Figure 4. Transcript-level translational control during human neuronal differentiation

(A) Polysome profiles for hESCs, NPCs, day 14 neuronal cultures and day 50 neuronal cultures. RNA was collected from the indicated fractions for TrIP-seq. (B) Two differentially translated transcripts of the MECP2 gene are expressed in 50-day neuronal cultures, which differ in the length of their UTRs and translation level. Bar: mean expression; points: expression in each replicate. (C) Reads from the MECP2 locus. (D) The number of transcript isoforms per gene expressed above 5% of the total gene expression are plotted in different subcellular fractions.
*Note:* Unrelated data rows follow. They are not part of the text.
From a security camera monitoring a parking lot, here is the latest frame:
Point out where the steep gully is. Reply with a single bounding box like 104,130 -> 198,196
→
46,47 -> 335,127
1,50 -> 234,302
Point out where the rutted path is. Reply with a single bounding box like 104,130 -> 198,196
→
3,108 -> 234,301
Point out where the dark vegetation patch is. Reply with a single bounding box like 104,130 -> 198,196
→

Figure 5. Trends in transcript-level translation during human neuronal differentiation

(A) Heatmaps of hierarchical clusterings of transcript isoform expression. See Figure S3B for dendrograms and average plots. (B) Select transcript types are shown for clusters of transcripts that are primarily present in the monosome fraction. Most other transcripts are annotated as protein coding. (C) Contrasting lowly- and highly-translated clusters between cell types identifies transcripts, such as SKP1-004, that are differentially translated between cell types. Bar: mean expression; points: expression in each replicate. (D) The normalized Jaccard similarity of polysome-low and polysome-high clusters between cell types is plotted. See also Figure S3.
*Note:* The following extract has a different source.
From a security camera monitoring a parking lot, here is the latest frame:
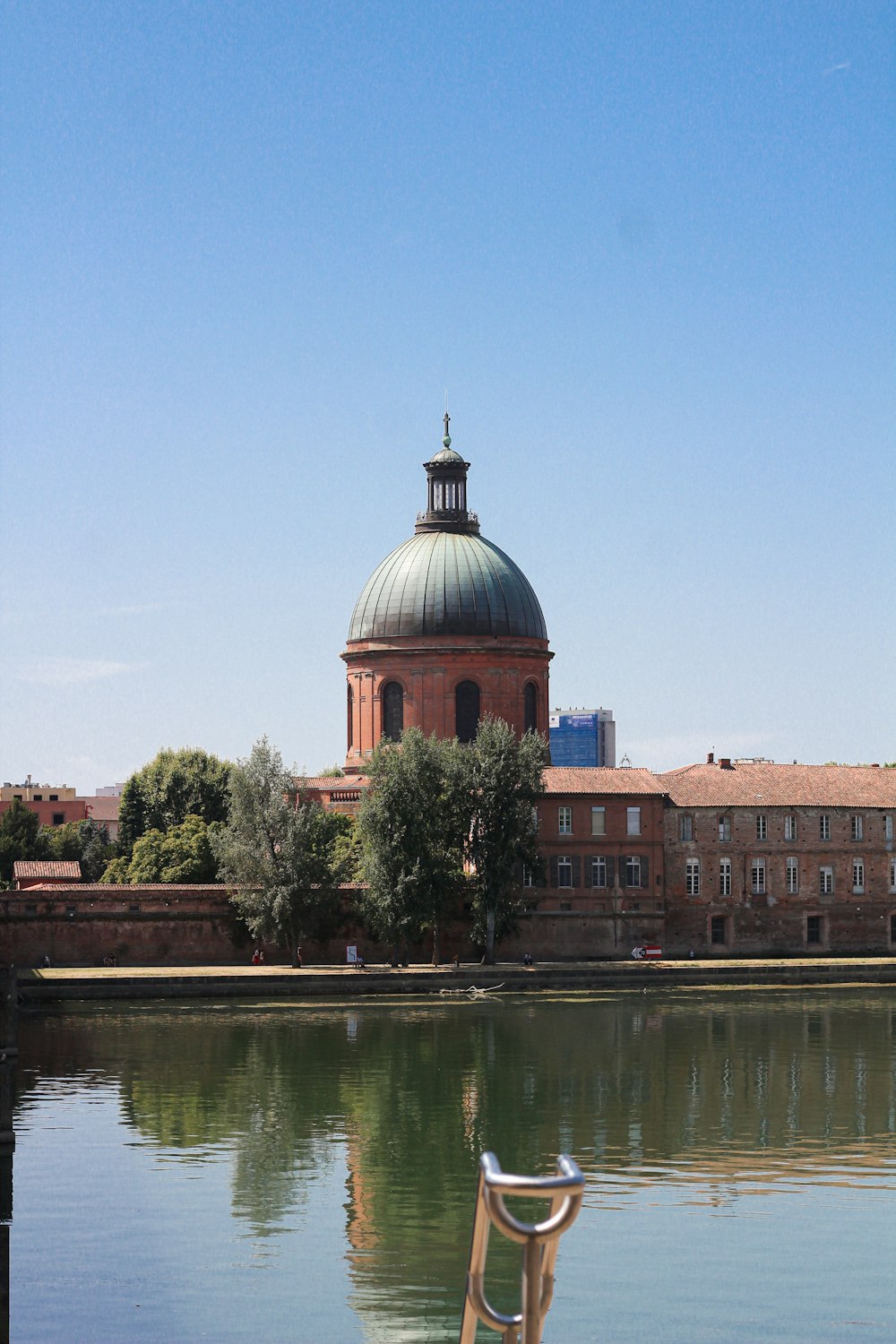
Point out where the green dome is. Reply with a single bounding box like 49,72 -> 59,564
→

Figure 6. 3′ untranslated regions drive differential translation between cell types

(A) The relative length of 3′ UTRs between lowly- and highly-translated transcripts from the same gene increases during differentiation. Error bars: 95% confidence interval, also in (B,C). (B) Relative 3′ UTR length increases for transcripts of the same gene expressed between cell types. (C) 3′ UTR structure, the fraction of 3′ UTRs containing AU-rich elements, and the influence of brain-specific miRNA binding sites increase in 50-day old neuronal cultures, suggesting these features may drive translational repression by 3′ UTRs. (D) Expression changes in select RNA binding proteins that influence either 3′ end selection or post-transcriptional control. See also Figure S4.

Figure 7. Dynamic translational regulation during human neuronal differentiation

Left: A diagram of the approximate dynamics of post-transcriptional regulatory processes during human neuronal differentiation. Cyan: 3′ UTR-mediated translational repression, orange: 5′ UTR-mediated translational repression, black: preferential translation of mRNAs produced by translation-related genes. Right: Mechanisms that contribute to the regulatory processes in center. Individual mRNAs may be subject to regulation by one or many of these mechanisms. Our study and previous work indicates that global translation increases upon differentiation and decreases as neurons mature, shown in a dashed line.